If shakes aren’t for you then you can get the right balance from a sandwich. 4oz of deli turkey, one slice of American cheese on whole bread, and you have the right balance. 

Shakes are usually better, though. 

Routine

Rest days are just as important as workout days. If you do a full-body workout on Monday, your body will still be synthesizing protein up until Wednesday. This only works if your workout was a challenge for you, though. Keep in mind that your muscles grow when you are resting, not when you are working them out. 

Eat Often

You already know that you have to eat more, but you also need to eat more often. If you lower how often you are eating, you will clip your body from making proteins at the rate that would be most beneficial. 

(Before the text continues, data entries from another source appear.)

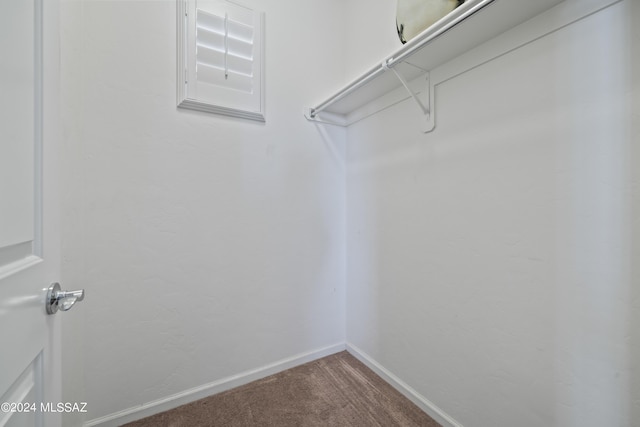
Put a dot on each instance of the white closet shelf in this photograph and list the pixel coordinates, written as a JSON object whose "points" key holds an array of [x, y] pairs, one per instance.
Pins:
{"points": [[468, 26]]}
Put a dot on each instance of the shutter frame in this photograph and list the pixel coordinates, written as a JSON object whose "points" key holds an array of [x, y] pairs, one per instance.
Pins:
{"points": [[200, 85]]}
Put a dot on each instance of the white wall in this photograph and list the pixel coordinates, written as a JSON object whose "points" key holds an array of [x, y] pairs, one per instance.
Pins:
{"points": [[207, 246], [492, 264]]}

As a rough guide, you should be aiming to eat every 3 hours. So work out your daily grams of essentials and divide it between 6. 

Chow Down

On rest days, you will rebuild muscle faster if you eat the right carbohydrates. Carbs increase your insulin levels, which slow down the breakdown of protein. Bananas, peanut butter, or even a rest-day shake. 

Milk

Before you go to bed, enjoy a combination of protein and carbs: some cottage cheese, a bowl of fruit, or some raisin bran with a cup of milk. Eat as soon as you can when you get up too. The more you are rigid with this, the better. 

Sweet Treat

Cheat days are the things that many people live for. It’s a chance to ditch the strictly measured portions and add in some of your favorites. However, after a workout, you will get into a post-workout protein breakdown. One of the best ways that you can kick that to the curb quickly is to have a small amount of ice cream, in literally any flavor. Research by the American Journal of Clinical Nutrition shows that ice cream triggers an insulin surge better than almost all other foods.